Keppel REIT's 2H20/FY20 distribution of S$0.0293/S$0.0573 per unit were slightly above our FY20F projections.
Expect positive rental reversion in FY21F, visible inorganic growth drivers.
Reiterate ADD on Keppel REIT with a higher DDM-based target price of S$1.29.
Keppel REIT's 2H20 Results Highlights
Keppel REIT (SGX:K71U) reported a 12.6%/5.5% y-o-y rise in gross revenue and distributable income to S$94.7m/S$99.8m, thanks to contributions from T Tower, Victoria Police Centre and lower borrowing costs, partly offset by divestment of Bugis Junction Tower, COVID-19 tenant relief measures and absence of capital gains distributions.
For FY20, Keppel REIT achieved a distributable income of S$194.6m, +2.8% y-o-y, translating to a distribution of S$0.0573/unit, slightly above our projections.
Keppel REIT revalued its portfolio down by 1.5% at end-FY20, resulting in a Book Value per unit of S$1.29.
High Portfolio Occupancy, Expect Positive Reversions in FY21F
Portfolio committed occupancy stood at 97.9% at end-Dec 2020. Keppel REIT renewed/leased ~1.2m sqft of space in FY20 (~250k sqft in 4Q), of which 24% are new leases from the banking, insurance and financial services as well as real estate sectors.
Keppel REIT achieved positive rental reversion of 14.8% in FY20 (+12.7% in 4Q). In terms of impact from COVID-19, management shared that it had total rental deferrals of S$1.9m and had provided a total of S$14.6m (including government property tax rebates and cash grants) of tenant relief measures in FY20.
Looking ahead, Keppel REIT has 17.5% and 16.8% of leases to be renewed/reviewed in FY21F and FY22F respectively. With expiring rents averaging a low S$9.76psf in FY21F, management expects to continue to achieve positive reversions when these leases are re-contracted.
Visible Inorganic Growth Drivers
In terms of portfolio management, FY20 was an active year for Keppel REIT with the completion of the Victoria Police Centre in Jul 2020 and completion of the purchase of Pinnacle Office Park in Sydney in Dec 2020. Contributions from the latter should be felt from FY21F.
In addition, Keppel REIT recently announced the proposed acquisition of Keppel Bay Tower for S$657.2m or at a property yield of 4%. The transaction is pending unitholders approval. As such, we have not included the new income into our current forecast.

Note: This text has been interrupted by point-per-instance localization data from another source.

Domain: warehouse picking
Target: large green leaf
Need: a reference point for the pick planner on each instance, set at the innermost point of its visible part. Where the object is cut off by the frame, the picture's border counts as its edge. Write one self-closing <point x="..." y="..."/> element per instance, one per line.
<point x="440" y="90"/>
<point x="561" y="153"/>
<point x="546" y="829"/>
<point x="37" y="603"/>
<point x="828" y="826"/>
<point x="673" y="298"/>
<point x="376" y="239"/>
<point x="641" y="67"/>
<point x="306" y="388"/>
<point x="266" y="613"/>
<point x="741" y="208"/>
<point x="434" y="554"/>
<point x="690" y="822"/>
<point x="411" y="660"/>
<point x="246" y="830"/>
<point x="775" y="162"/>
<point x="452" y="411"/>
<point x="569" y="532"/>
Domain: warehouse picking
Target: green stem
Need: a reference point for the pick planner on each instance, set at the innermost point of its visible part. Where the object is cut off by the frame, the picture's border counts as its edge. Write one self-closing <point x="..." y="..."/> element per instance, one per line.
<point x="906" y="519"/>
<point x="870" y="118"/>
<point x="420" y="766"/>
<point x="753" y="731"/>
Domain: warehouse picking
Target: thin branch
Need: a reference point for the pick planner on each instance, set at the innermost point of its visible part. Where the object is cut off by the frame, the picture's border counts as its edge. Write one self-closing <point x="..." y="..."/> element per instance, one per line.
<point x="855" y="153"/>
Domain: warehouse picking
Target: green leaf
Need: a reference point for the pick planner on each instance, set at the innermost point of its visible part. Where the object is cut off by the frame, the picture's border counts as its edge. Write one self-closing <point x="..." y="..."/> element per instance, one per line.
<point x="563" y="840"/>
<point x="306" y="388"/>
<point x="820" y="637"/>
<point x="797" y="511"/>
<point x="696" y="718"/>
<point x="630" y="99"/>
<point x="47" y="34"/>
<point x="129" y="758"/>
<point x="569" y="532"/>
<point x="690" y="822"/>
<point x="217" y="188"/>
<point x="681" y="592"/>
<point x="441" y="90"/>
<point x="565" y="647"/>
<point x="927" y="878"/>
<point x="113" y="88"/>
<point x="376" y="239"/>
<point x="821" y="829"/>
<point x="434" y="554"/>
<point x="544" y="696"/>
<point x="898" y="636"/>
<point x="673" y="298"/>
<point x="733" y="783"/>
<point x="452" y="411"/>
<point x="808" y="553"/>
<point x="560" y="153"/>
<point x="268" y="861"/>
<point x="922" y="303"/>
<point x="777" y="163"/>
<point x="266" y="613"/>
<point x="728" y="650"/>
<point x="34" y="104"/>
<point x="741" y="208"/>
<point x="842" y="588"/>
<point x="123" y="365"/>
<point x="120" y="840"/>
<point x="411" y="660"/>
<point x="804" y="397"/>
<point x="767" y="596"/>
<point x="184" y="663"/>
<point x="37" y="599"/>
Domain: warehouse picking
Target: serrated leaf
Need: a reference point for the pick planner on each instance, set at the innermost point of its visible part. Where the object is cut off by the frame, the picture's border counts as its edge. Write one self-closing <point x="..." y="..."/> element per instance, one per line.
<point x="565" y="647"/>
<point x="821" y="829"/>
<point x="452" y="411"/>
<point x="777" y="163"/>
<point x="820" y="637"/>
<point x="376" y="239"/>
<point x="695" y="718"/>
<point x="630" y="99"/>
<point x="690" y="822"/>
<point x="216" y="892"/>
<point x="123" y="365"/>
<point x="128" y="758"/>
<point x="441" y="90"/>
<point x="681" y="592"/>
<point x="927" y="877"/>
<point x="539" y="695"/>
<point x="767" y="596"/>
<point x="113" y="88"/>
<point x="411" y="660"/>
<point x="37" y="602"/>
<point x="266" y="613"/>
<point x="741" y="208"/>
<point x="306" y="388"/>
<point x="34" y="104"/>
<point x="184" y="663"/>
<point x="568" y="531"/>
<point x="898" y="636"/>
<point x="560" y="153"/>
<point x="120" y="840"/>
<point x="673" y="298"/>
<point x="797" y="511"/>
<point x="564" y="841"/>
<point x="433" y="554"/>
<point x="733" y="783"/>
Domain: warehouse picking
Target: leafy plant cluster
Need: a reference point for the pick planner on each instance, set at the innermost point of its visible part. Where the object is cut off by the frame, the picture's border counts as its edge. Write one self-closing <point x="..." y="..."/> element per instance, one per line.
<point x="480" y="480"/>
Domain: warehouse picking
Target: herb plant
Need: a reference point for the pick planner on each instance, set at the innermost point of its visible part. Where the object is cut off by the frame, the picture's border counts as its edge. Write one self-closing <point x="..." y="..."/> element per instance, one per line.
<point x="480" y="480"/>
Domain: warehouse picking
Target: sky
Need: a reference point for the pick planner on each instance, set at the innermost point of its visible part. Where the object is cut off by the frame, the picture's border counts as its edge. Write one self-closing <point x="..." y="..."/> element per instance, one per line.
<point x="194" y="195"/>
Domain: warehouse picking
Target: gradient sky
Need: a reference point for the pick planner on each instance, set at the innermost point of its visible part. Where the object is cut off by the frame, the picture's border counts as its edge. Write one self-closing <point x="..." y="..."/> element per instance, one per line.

Keppel REIT’s gearing stands at 37.7% at end-FY20F and it has a small 5% of its total debt due to be refinanced in FY21F. Management indicated that it continues to look for new growth opportunities within its existing markets.
Reiterate ADD Rating
We tweak our Keppel REIT's FY21-22F distribution forecast up marginally post results.
Potential catalysts include the redeployment of divestment proceeds to new accretive acquisitions and a better-than-projected office rental market, while downside risks include longer-than-expected frictional vacancy from tenant movements due to a slowdown in demand for office space.